I recently reread H.G. Wells’ The Time Machine (which, upon rereading is an amazingly cozy work) and decided to look up if it really was the first time machine story. (I knew it wasn’t the first time travel story)
I was vaguely aware that the Spanish writer Enrique Gaspar had written about time machines before Wells but I learned that American journalist Edward Page Mitchell is considered the first with ‘The Clock That Went Backwards’ in 1881.
And that was an interesting rabbit hole to go down.
Edward Page Mitchell (1852 - 1926) was a journalist who also wrote science fiction (and apparently horror and fantasy) He wrote about using science to make someone invisible and time machines before Wells did. He also wrote about faster-than-light travel.
And, from what I can tell, he was fascinatingly _not_ influential.
Almost all of his science fiction was published in the New York newspaper the Sun and anonymously at that. It would be around ninety years before it would be republished. It is not unreasonable to assume that Gaspar or Wells would have never read it.
In fact, it’s amazing that he was rediscovered at all.
After finding this out, I went and read ‘The Clock That Went Backwards’

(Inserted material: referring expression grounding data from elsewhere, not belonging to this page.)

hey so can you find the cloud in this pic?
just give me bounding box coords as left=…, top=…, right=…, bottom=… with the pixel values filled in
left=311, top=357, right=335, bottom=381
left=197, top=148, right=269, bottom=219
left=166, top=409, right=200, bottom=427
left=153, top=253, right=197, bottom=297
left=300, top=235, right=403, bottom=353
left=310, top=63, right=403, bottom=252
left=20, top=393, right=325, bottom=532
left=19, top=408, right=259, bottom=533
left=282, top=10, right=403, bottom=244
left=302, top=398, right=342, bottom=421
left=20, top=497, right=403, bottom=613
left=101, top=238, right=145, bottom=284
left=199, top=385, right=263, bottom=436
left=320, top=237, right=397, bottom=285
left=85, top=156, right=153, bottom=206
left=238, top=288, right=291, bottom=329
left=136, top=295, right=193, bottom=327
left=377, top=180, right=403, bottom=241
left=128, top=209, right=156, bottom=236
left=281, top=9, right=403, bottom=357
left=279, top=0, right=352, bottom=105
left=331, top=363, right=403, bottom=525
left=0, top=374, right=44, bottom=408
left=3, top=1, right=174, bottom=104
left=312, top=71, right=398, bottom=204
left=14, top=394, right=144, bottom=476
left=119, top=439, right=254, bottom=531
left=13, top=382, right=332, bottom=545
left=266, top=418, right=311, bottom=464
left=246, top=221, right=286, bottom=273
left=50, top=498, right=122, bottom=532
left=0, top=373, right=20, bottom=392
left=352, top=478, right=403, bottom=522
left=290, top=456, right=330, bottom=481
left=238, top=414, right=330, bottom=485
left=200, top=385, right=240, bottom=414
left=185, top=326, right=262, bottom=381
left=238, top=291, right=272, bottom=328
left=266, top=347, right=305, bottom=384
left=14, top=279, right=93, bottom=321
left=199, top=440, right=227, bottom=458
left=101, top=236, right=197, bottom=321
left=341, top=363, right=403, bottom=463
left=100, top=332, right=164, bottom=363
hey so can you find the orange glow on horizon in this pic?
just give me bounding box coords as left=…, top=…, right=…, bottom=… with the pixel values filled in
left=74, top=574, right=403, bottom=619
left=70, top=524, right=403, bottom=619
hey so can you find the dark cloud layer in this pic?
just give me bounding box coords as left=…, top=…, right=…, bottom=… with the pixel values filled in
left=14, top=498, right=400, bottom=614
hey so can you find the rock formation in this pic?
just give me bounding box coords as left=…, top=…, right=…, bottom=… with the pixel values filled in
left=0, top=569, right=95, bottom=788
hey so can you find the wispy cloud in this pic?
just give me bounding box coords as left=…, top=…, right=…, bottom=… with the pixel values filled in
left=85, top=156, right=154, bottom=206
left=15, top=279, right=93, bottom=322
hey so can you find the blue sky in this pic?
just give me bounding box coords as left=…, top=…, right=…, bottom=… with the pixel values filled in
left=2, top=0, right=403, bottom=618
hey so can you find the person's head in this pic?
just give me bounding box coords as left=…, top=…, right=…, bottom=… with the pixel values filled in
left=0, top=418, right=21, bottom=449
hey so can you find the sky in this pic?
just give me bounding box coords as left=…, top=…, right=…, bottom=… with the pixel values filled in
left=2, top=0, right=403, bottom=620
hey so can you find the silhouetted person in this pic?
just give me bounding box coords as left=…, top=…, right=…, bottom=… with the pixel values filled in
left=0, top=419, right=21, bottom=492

First of all, I think calling the titular clock a time machine is a stretch. While there are discussions about science and how the 16th century clock maker knew secrets that later generations hadn’t figured out yet, there’s never any science explanation. It’s basically magic as far as the narrative is concerned.
Second, the story _does_ deal with paradox. When the narrator and his cousin go back in time, his cousin plays a key role in Dutch history and stays to become his own great, great , great, etc grand uncle. And it might be the earliest (certainly one of the earliest) examples of that. Man, he beat Heinlein’s ‘By His Bootstraps’ by over fifty years!
Third, it is very readable. I was prepared for purple prose but even the parts where the story is lecturing us (and one of the characters is a college professor so lectures fit in) are clear. Now, Wikipedia says that the story was written as a story for boys. It is more of an adventure story. Both of those elements could explain the more plain writing style. But I’ve read my share of pulp fiction and Mitchell does better than a lot of it. And I hate the argument that true art has to be confusing and difficult.
I don’t think you can argue that Mitchell was a secret major influence on science fiction. People would have needed access to his work for that to have been the case. But I do think you can argue that he should have been. If ‘The Clock That Went Backward’ is any example, he would have been huge if people could have read his work.